I currently have the MCP server disabled in the "labs" section of the app, but its presence there is a constant source of anxiety and makes me think of migrating to Apple's passwords app every time I see it.
2 Replies
- glyphNew Contributor
I am a bit vague on step 8 there. How is the website "built/served" if no secrets are exposed to the LLM? The "security principles" document describes how bad it would be to grant an AWS API key to the agent, then turns around and says "If an AI agent accesses a credential to run a scheduled task, that access should be logged". Presumably if it "accesses" a credential, it gets access to the credential?
- 1P_Blake
Community Manager
Hey glyph​! It's great to see you again! 👋
The Labs toggle on its own doesn't expose anything to any AI. Turning it on doesn't connect 1Password to a model, doesn't give a model access to your vault, and doesn't surface your secrets anywhere. It just makes it possible for you to set up a connection if you choose to. Any actual access still requires you to wire up the connection on your end.
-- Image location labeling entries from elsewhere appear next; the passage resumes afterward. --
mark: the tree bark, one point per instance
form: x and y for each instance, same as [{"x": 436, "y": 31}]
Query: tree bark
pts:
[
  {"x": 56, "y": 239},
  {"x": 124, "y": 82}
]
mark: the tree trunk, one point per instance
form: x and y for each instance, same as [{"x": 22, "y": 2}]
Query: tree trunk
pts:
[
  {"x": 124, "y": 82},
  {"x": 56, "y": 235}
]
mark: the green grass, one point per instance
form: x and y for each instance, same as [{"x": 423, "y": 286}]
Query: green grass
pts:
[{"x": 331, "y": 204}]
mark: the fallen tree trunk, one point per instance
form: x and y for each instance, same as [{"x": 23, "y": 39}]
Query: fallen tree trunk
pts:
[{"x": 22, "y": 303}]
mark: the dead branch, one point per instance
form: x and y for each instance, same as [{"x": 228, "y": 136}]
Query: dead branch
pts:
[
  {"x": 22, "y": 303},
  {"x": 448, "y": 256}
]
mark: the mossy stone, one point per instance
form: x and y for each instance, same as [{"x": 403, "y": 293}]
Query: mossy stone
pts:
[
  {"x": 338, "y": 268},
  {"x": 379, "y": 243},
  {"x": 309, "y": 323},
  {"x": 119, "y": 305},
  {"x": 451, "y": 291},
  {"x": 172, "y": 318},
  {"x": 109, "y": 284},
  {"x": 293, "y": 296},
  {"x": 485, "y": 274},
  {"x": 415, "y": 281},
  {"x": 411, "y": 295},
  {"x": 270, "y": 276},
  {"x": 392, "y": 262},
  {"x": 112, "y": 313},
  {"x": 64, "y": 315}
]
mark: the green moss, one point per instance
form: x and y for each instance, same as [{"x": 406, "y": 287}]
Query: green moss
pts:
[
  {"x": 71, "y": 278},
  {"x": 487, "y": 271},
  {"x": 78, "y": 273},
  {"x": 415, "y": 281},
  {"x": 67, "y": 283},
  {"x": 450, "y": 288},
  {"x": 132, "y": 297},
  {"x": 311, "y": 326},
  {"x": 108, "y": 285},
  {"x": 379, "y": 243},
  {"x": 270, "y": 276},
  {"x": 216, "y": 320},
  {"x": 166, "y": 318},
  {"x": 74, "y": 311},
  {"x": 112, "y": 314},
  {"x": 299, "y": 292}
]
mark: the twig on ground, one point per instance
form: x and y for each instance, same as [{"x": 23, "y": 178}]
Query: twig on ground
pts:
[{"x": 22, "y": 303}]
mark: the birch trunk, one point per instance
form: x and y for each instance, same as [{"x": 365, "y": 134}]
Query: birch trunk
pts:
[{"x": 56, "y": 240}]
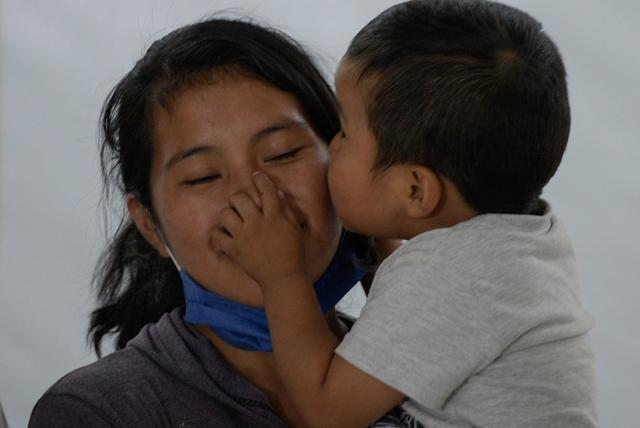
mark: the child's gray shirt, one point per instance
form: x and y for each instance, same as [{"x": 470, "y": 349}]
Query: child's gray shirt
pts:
[{"x": 481, "y": 324}]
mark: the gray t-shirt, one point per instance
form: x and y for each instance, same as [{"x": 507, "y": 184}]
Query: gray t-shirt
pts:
[
  {"x": 481, "y": 324},
  {"x": 169, "y": 375}
]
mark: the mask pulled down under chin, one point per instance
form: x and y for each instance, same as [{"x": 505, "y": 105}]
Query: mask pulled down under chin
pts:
[{"x": 246, "y": 327}]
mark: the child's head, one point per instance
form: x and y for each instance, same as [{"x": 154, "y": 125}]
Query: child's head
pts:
[{"x": 473, "y": 90}]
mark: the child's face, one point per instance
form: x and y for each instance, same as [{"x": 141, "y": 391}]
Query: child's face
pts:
[{"x": 365, "y": 200}]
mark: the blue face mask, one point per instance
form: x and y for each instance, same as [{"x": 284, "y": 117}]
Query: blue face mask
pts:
[{"x": 246, "y": 327}]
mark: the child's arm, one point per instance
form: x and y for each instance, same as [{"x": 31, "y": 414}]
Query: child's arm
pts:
[{"x": 327, "y": 390}]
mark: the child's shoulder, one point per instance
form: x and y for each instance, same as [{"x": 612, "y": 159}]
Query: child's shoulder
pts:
[{"x": 490, "y": 248}]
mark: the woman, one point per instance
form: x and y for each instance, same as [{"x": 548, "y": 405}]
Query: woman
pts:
[{"x": 207, "y": 105}]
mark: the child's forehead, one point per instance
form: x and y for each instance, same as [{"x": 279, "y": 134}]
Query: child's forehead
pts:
[{"x": 349, "y": 77}]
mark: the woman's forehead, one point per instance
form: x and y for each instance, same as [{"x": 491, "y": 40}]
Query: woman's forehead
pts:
[{"x": 245, "y": 108}]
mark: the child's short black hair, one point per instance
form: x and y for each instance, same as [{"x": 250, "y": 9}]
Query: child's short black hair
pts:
[{"x": 474, "y": 90}]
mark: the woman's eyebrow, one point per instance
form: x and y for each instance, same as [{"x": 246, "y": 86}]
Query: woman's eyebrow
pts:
[
  {"x": 279, "y": 126},
  {"x": 184, "y": 154}
]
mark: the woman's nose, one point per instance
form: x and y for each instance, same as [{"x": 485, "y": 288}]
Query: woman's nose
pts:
[{"x": 242, "y": 182}]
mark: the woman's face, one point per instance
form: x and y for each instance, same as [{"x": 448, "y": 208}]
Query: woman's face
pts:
[{"x": 207, "y": 145}]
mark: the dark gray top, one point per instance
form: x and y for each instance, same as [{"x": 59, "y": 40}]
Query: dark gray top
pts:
[{"x": 169, "y": 375}]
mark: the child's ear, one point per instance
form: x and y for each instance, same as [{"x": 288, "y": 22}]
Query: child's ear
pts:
[
  {"x": 423, "y": 191},
  {"x": 145, "y": 224}
]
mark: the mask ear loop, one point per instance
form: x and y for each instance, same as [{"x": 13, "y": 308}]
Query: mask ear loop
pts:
[{"x": 164, "y": 241}]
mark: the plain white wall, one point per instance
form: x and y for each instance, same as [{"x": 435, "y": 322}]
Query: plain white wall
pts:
[{"x": 59, "y": 59}]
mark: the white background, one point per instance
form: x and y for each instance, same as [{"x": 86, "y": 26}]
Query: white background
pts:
[{"x": 59, "y": 59}]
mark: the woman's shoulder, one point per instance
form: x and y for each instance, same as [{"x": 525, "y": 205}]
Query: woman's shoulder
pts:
[
  {"x": 89, "y": 395},
  {"x": 168, "y": 375}
]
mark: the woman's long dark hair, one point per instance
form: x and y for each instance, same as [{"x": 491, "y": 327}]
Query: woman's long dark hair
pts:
[{"x": 136, "y": 286}]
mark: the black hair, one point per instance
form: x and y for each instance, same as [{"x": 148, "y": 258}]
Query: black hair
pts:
[
  {"x": 135, "y": 284},
  {"x": 473, "y": 89}
]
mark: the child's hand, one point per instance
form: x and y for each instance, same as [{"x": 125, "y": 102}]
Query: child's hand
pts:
[{"x": 267, "y": 243}]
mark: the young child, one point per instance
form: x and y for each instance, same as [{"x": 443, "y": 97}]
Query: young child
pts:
[{"x": 455, "y": 115}]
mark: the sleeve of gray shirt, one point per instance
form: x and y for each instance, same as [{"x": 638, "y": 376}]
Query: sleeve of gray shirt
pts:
[{"x": 427, "y": 337}]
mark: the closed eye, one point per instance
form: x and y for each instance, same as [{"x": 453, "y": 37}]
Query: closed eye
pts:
[
  {"x": 284, "y": 156},
  {"x": 201, "y": 180}
]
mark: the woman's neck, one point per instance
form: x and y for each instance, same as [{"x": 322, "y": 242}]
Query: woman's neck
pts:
[{"x": 259, "y": 368}]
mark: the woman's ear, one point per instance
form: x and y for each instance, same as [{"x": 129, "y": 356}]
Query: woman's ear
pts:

The way our MCP server is built is actually pretty close to what you described as the correct approach. Credentials stay in 1Password, the user reviews and approves every action, and the model never gets custody of the secret. 1Password injects the values directly into the authorized process at runtime, only for as long as that process needs them, so that way the secret never reaches the model, and the model provider's logs never see the secret.Take our Environments MCP Server for Codex as an example. The model can create environments and reference variable names, but secret values aren't returned through the MCP channel, aren't surfaced in the model's context window, and aren't written to disk, all while still requiring direct authorization from you throughout the entire process.
There's more on the thinking behind this in our broader AI security principles, especially the parts about keeping raw credentials out of LLM context and using deterministic authorization rather than letting the model decide: The security principles guiding 1Password’s approach to AI
If MCP isn't part of your workflow, leaving it off is a totally fine call, and that's exactly why the toggle exists. We don't have plans to remove the feature though, because for folks who are using agentic tools this is the path designed to keep secrets out of prompts, .env files, terminals, and repos, not the path that puts them there.